The historian Eric Foner once wrote that Zinn’s “account tended toward the Manichean” and to “an oversimplified narrative of the battle between the forces of light and dark.” Stone’s account is guilty of the same charge, although he throws in his trademark conspiracy theories for good measure. For Zinn, America was explained by an “American system that . . . serves the interests of a wealthy elite, but also does enough for small-property owners, for middle-income mechanics and farmers, to build a broad base of support.” ForStone, America’s modern history can be explained by consulting the minutes of the Bilderberg group. Ultimately, for both Zinn and Stone, the world’s problems are an issue for the human-resources department to resolve. Find a new set of managers, they seem to be saying, and everything will start working out nicely.

This simplistic tendency will undoubtedly raise conservative hackles. The foundational premise of the conservative worldview is that we cannot achieve a perfect world. Why? Well, partly because we do not possess the capacity to perfect it — however great our leaders — and partly because, as Yogi Berra observed, “if the world was perfect, it wouldn’t be.” Most of us on the right of the spectrum are dismissive of Zinnism less because we dislike the stories that they tell and more because we are loath to believe either that American history could realistically have been made perfect or that the government can act flawlessly behind the scenes when it is so obviously incompetent in public. Are we to buy, say, the theory that the Cold War as we know it was one big, flawless American behind-the-scenes project when we know that a president couldn’t even break into a hotel room and get away with it? I think not.

Stone, likewise, expects his viewers to look at his account of the 20th century and conclude that their previous understanding of History is the product of a false consciousness into which shadow puppeteers have lulled them. Here, again, he runs into trouble.
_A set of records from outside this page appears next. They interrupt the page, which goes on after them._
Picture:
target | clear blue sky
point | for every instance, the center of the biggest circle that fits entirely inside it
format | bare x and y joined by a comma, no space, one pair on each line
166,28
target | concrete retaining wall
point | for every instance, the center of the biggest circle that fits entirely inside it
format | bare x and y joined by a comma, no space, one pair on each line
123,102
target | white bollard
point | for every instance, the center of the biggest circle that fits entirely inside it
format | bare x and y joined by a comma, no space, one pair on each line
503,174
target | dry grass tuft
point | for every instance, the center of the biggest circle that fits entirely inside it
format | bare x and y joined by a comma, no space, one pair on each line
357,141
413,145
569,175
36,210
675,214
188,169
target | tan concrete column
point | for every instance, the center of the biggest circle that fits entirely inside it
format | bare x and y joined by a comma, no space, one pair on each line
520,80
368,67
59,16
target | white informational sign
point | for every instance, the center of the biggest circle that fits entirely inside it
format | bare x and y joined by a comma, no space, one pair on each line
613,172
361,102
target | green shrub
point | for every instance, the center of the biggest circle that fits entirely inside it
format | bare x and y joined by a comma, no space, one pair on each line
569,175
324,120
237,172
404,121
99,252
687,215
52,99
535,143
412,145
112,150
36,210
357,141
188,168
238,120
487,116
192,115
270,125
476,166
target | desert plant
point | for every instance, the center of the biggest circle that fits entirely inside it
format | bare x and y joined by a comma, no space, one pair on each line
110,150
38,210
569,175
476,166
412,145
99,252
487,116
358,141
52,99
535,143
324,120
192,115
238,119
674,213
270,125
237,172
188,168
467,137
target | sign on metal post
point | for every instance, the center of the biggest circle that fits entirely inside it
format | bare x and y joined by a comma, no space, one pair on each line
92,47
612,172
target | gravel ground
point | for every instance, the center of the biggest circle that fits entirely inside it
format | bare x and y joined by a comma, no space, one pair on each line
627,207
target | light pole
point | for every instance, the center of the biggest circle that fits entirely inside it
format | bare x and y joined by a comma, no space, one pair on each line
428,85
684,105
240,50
In A Brief History, Zinn argued that “the memory of oppressed people is one thing that cannot be taken away,” and that there is “a profound conflict of interest between the people and the government of the United States.” But he then went on to complain that the people are “passive acceptors of the official doctrine that’s handed down to them” via “pledges of allegiance, national anthems, flags waving and rhetoric blowing.” This philosophy, which Stone appears to share, might be condensed as “The People are idiots. Long live the People!”

To watch Stone’s documentary series is to watch a man convinced that he has somehow stumbled upon a historical truth that has eluded everybody else — a historical truth that, amazingly enough, fits with his worldview and with his hopes for future change. Howard Zinn was famous for his total lack of pretense at impartiality. “Why should we cherish objectivity?” he once asked, adding that History was not about “understanding the past,” but rather about “changing the future.” With his series, Oliver Stone has proven himself the rightful heir to Zinn’s approach. Television viewers should elect to change their present — by watching something else.

— Charles C. W. Cooke is an editorial associate at National Review.